I went to Northwestern last Thursday for my consultation with the surgeon. They said at the rate my aneurysm has grown, I will need surgery by the end of the year. I now have the "luxury" of choosing when I want to have it. They will schedule it anytime from now until it grows to 5.0cm. I want it sooner then later, because of course now that I know I have this heart issue, I can not relax! I am most scared for the surgery and recovery. I can't wait to be able to say I went through it and I am fine! It will be difficult because of having a 1 month old and 13 month old and not being able to hold or pick them up. I will have to hire a nanny for them is what I am thinking. Last thing I ever would want, but I have no choice :(

Also, they said that with mechanical valves it is still possible to have children. The switch you from coumadin to heparin injections. You still have to be followed closely from high risk ob/gyn. But it is possible. I asked if I should even worry about that because of giving them the bi cuspid valve problem and not wanting to reproduce with that problem and they said there is only a 15% chance of passing it on. To me 15% seems like a lot. I think I will just sit tight with 2 children and consider myself very lucky. I was looking at my medical records, and when I first saw the cardiologist 2 years ago, he wrote that I should be followed very closely during any pregnancies. Well I wasn't aware of that and had two children two years in a row without seeing the heart doctor at all. I'm sure that is why my aneursym got so large so quickly!

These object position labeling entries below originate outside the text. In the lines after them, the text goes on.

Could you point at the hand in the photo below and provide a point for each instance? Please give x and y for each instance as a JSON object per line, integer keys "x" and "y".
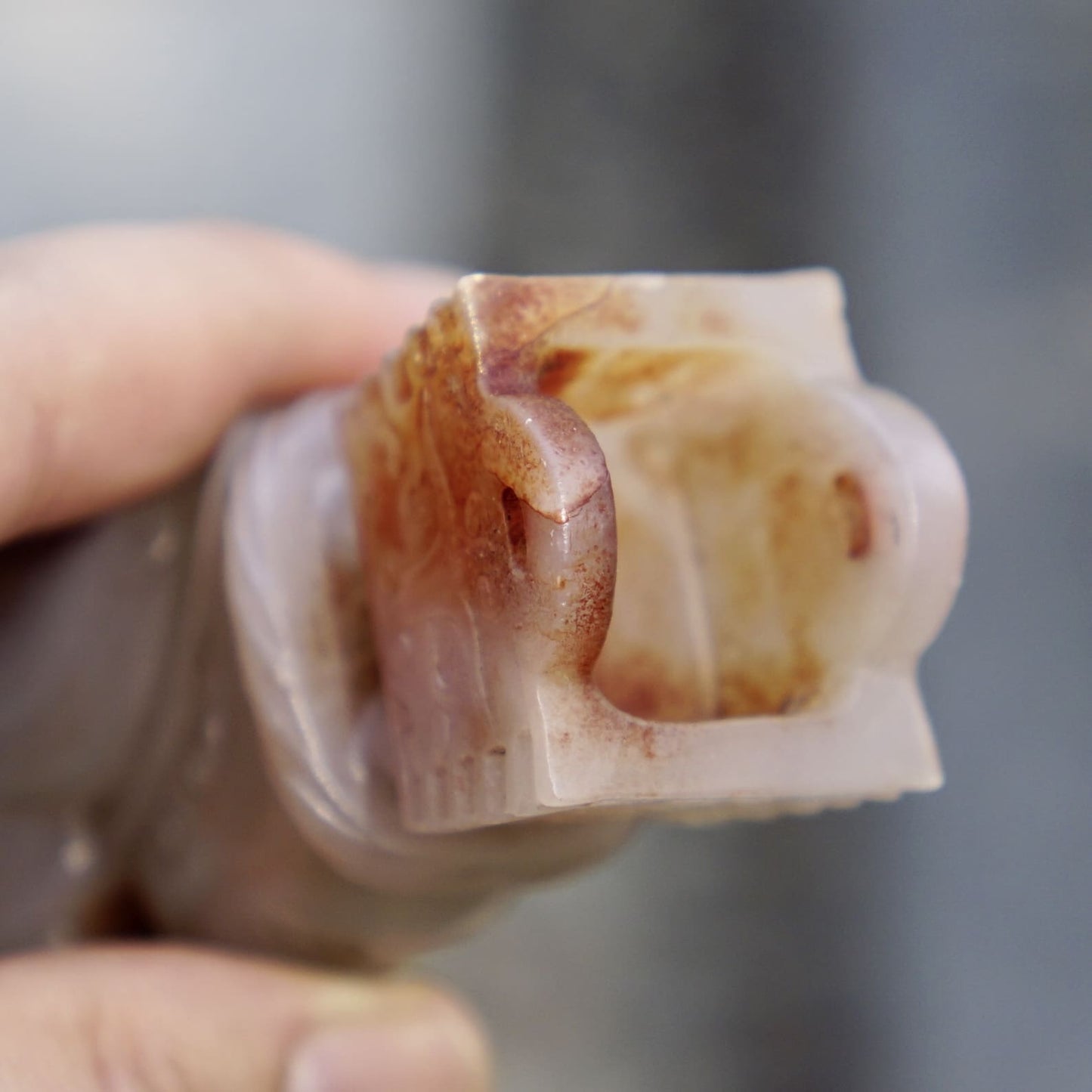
{"x": 125, "y": 352}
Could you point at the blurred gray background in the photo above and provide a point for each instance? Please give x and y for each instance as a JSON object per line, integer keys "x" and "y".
{"x": 940, "y": 156}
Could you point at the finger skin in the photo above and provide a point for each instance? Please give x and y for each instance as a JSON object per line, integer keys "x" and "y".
{"x": 147, "y": 1019}
{"x": 125, "y": 351}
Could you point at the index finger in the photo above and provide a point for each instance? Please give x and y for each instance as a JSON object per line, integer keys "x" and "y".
{"x": 125, "y": 351}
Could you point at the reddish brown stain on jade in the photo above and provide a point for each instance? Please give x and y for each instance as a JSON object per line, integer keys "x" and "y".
{"x": 853, "y": 503}
{"x": 559, "y": 370}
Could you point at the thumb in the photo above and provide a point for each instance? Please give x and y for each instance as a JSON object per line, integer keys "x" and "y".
{"x": 166, "y": 1019}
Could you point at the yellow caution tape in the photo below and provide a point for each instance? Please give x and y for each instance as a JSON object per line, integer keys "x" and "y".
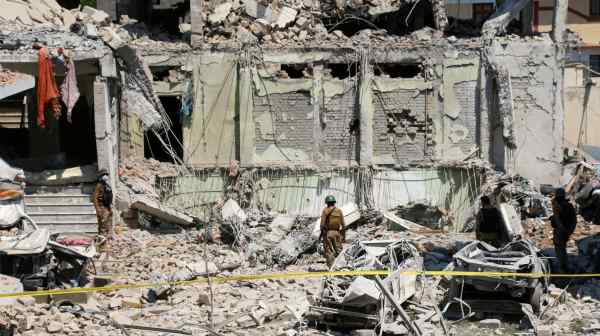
{"x": 291, "y": 275}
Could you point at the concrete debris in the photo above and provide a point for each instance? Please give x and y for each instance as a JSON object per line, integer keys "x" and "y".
{"x": 232, "y": 211}
{"x": 518, "y": 256}
{"x": 157, "y": 210}
{"x": 362, "y": 294}
{"x": 490, "y": 323}
{"x": 422, "y": 214}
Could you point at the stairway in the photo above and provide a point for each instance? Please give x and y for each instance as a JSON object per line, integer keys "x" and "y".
{"x": 62, "y": 210}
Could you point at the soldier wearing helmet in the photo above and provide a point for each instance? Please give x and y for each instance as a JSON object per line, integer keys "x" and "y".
{"x": 332, "y": 230}
{"x": 563, "y": 220}
{"x": 103, "y": 197}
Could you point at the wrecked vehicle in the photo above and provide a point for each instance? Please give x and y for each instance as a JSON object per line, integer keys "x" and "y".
{"x": 356, "y": 301}
{"x": 519, "y": 256}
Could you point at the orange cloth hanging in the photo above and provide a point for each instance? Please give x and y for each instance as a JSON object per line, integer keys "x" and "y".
{"x": 47, "y": 92}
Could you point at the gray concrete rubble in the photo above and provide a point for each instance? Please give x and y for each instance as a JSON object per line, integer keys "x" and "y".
{"x": 222, "y": 127}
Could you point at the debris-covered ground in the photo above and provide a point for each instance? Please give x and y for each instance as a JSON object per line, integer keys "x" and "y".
{"x": 167, "y": 271}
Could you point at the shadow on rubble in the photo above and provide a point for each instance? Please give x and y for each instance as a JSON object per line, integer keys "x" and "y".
{"x": 578, "y": 264}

Thanks again for your responses!
 
Hi,

You are in the same boat I was. I had six children, and didn't know I had a severe aneurysm until I was pregnant with my sixth. They had found the aneurysm on two echos at one hospital and a CT at another, and NEVER mentioned it to me. I started having chest pain, shortness of breath, and fatigue. I did research, and figured out what I had, thanks to the Bicuspid Aortic Valve Foundation. I demanded a CT even though the docs acted like I was crazy. I was right. But I couldn't have the surgery because I found out I was also pregnant (which I believe was the reason I suddenly got major symptoms). I had my baby by c-section 5 weeks early, then had the surgery a month later when my situation was worsening (they wanted to wait til I was three months out from the c-section, but that didn't happen).

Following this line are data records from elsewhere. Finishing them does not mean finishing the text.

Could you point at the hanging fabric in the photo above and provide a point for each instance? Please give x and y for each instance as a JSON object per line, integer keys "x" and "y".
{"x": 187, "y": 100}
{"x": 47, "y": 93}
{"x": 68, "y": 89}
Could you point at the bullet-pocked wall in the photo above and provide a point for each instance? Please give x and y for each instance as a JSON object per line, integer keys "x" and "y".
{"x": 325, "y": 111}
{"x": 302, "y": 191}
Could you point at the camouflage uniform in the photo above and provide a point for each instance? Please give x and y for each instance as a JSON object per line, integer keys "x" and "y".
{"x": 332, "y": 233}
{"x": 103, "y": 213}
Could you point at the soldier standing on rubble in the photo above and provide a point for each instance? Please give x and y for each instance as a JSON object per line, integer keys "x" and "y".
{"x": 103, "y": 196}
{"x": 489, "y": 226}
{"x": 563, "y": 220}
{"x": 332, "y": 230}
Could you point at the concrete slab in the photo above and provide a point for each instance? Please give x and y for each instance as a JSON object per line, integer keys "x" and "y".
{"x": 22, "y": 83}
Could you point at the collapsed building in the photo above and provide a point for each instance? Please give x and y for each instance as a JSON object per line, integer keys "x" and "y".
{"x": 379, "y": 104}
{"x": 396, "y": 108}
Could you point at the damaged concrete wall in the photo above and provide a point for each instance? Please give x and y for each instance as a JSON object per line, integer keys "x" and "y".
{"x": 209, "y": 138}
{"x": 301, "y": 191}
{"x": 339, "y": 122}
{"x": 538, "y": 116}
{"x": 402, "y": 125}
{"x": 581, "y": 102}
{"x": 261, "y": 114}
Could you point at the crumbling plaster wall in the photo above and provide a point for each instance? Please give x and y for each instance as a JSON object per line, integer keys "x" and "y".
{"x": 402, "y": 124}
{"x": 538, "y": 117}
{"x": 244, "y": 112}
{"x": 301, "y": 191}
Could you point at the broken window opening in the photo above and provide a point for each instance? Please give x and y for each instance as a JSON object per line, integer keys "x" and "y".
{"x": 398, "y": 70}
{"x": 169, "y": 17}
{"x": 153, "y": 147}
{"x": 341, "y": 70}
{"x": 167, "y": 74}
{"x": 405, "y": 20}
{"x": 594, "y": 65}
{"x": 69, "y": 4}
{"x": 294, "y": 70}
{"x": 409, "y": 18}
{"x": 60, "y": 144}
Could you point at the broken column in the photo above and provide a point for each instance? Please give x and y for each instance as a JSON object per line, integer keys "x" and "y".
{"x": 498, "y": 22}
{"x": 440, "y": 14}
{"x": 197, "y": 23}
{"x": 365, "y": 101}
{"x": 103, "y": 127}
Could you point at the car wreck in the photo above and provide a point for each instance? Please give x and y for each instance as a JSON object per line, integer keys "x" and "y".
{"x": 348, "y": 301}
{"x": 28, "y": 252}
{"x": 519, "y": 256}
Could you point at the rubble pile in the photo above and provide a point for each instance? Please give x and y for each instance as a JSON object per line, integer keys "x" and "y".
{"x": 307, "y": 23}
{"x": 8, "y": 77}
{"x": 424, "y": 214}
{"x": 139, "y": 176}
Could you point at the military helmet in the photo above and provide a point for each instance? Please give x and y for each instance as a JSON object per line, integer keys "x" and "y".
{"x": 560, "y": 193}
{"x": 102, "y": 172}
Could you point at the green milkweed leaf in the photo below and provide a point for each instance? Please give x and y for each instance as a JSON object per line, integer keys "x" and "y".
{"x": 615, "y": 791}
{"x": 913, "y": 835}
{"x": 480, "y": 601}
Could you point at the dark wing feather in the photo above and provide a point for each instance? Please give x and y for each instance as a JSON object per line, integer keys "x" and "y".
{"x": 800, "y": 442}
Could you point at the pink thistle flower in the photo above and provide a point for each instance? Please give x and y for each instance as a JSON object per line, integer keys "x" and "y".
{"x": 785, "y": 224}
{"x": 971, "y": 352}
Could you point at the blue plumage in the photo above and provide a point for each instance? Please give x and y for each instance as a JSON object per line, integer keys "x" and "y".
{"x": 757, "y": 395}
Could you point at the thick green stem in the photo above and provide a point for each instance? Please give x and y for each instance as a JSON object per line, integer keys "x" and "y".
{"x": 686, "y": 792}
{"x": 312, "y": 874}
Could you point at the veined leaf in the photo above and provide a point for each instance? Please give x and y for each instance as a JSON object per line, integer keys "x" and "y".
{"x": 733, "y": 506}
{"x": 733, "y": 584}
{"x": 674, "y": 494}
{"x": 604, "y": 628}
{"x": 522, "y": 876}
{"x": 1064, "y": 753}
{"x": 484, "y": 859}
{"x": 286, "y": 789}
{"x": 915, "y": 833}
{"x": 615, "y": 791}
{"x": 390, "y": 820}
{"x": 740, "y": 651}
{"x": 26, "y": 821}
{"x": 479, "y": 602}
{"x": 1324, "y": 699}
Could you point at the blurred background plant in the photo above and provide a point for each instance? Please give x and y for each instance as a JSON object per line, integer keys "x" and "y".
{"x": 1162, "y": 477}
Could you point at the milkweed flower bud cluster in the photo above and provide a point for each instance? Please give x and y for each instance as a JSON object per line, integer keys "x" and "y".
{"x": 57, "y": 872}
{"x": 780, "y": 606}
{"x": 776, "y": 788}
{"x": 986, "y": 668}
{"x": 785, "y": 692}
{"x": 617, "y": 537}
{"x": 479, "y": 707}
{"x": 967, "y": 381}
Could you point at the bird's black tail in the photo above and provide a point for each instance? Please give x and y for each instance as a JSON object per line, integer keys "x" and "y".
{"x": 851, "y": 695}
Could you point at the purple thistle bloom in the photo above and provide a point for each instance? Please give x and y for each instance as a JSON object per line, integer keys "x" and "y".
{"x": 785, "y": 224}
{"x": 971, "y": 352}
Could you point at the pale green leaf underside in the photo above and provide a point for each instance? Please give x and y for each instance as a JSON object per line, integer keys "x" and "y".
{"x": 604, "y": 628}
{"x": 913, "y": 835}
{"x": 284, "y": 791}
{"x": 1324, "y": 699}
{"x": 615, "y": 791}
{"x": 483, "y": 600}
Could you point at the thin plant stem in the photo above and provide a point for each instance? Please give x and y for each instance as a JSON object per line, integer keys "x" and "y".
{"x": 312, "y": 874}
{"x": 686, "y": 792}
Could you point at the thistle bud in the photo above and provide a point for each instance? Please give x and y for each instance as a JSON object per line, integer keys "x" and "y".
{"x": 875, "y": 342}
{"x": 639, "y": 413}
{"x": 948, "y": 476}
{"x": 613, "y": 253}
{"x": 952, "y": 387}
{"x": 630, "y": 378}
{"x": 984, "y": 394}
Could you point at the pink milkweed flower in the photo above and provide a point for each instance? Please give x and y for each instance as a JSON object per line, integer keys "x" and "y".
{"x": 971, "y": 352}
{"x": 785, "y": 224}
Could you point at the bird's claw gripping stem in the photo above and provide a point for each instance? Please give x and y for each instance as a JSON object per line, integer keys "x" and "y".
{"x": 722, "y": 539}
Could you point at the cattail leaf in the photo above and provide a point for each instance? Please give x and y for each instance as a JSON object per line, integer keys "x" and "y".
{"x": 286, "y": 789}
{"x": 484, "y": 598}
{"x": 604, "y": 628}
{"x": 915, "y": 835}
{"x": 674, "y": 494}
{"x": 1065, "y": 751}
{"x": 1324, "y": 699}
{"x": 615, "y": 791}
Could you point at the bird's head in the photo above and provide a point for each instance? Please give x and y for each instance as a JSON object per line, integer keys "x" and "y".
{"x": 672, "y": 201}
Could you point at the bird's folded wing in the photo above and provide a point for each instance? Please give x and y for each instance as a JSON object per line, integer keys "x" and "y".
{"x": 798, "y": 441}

Anyway, this is just my opinion, but if you want more babies, you CAN have them, and if you decide you might want more you should NOT get a mechanical valve. Here's why...I did a lot of research, talked to my doctors and surgeons, and having babies while on blood thinners is a bad idea. It's very risky. I personally wouldn't want my baby exposed to that. However, if you get an animal tissue valve like mine, and things go well, you shouldn't have any problem having more kids. My doctor told me that there would be no problem for me to have more babies. Which is saying something, because most doctors are anti-baby (trust me on this, every doctor I pass by seems to want to hold me down and sterilize me, especially the women docs, even before knowing about my heart situation). My doctor isn't anti-babies though, so he is honest with me on the risks. He said as long as I keep getting checked up on, I should be fine having more children. He's a specialist in with valve/aneurysm stuff, and he's good. He was very honest and upfront, cautious but not too cautious. A good balance in a doctor.

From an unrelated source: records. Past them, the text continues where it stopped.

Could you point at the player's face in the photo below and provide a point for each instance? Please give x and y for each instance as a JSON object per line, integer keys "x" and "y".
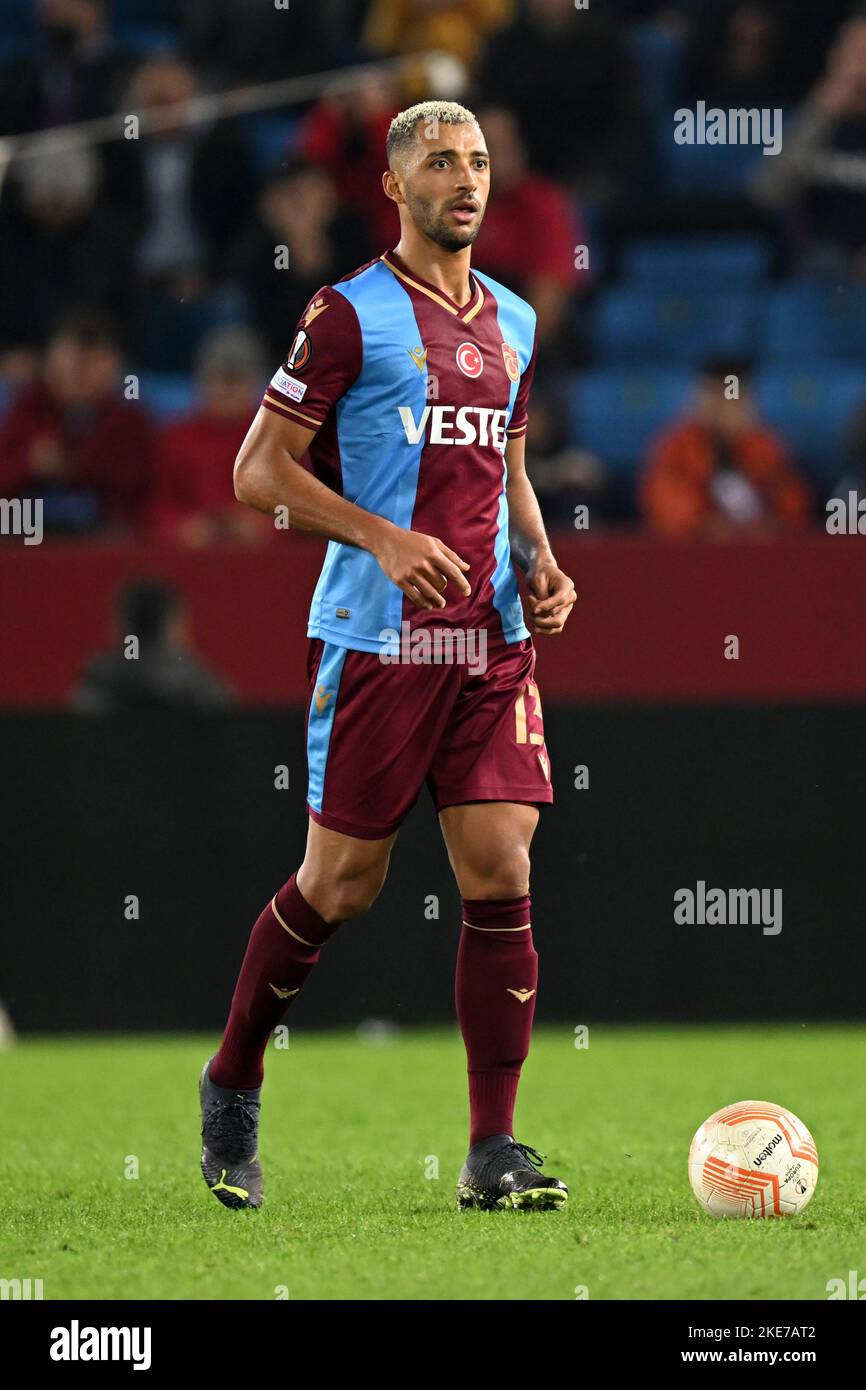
{"x": 446, "y": 184}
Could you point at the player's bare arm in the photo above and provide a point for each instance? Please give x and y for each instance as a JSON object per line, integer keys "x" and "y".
{"x": 267, "y": 476}
{"x": 552, "y": 594}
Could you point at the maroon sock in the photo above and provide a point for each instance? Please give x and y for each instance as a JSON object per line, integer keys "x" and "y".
{"x": 495, "y": 995}
{"x": 281, "y": 952}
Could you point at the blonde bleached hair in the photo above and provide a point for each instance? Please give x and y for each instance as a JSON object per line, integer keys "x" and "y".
{"x": 431, "y": 113}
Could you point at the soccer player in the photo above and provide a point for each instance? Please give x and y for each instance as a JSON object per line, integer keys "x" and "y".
{"x": 406, "y": 384}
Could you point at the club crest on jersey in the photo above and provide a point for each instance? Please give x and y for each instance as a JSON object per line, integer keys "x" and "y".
{"x": 313, "y": 312}
{"x": 299, "y": 352}
{"x": 512, "y": 366}
{"x": 419, "y": 356}
{"x": 470, "y": 360}
{"x": 288, "y": 385}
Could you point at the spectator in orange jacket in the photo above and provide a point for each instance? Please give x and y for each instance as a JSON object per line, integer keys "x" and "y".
{"x": 720, "y": 470}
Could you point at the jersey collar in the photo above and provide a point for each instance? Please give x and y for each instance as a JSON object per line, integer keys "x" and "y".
{"x": 398, "y": 266}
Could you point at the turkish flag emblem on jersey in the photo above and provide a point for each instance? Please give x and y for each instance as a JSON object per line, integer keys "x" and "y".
{"x": 512, "y": 366}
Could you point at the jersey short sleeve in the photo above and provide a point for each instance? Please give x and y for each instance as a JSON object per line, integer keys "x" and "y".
{"x": 517, "y": 424}
{"x": 321, "y": 363}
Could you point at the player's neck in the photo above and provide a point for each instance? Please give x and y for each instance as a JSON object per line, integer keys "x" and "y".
{"x": 444, "y": 270}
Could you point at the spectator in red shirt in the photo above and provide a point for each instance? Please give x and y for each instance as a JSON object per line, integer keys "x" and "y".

Now, you should know that with an animal tissue valve, they will probably want you on aspirin every day as a mild blood thinner--which they didn't tell me til AFTER the surgery. They had me on 1/4 a day, a few months out from surgery. They wanted me to stay on blood pressure meds for a while, but my blood pressure is now on the low side, so I refused that. If you stay on aspirin, you can't breastfeed...which no one told me until AFTER I had been painfully pumping milk in the hospital all those days after surgery, and was ready to go home (jerks). However, I've discovered nattokinase, which is a natural alternative, and actually dissolves blood clots instead of thinning the blood. I'm taking that now, instead.

The downside of the animal tissue valve is that you may need a new valve. In fact, you probably will. No one knows how long it will last. The average, depending on who you speak to, is 8-15 years. That should be enough to get you through most of your childbearing years. However, there are people who have gone much longer, and people who have gone much shorter. So you'd need to be prepared for both possibilities. For me personally, I don't believe in birth control, and I trust God to take care of me (I know others won't agree with my views, but they are what they are), so I opted for the tissue valve. God willing, by the time I need a new one, I'll be well out of my childbearing years (I'm 38 now). Besides, I really did NOT want an artificial valve. I don't want to be on coumadin, and I do NOT want to listen to a loud ticking mechanical valve. As much as I don't want to go through another surgery, I'm willing to do that to (hopefully) get another decade of coumadin-free, ticking-free life. :) Plus more wonderful babies, if that's what God has planned.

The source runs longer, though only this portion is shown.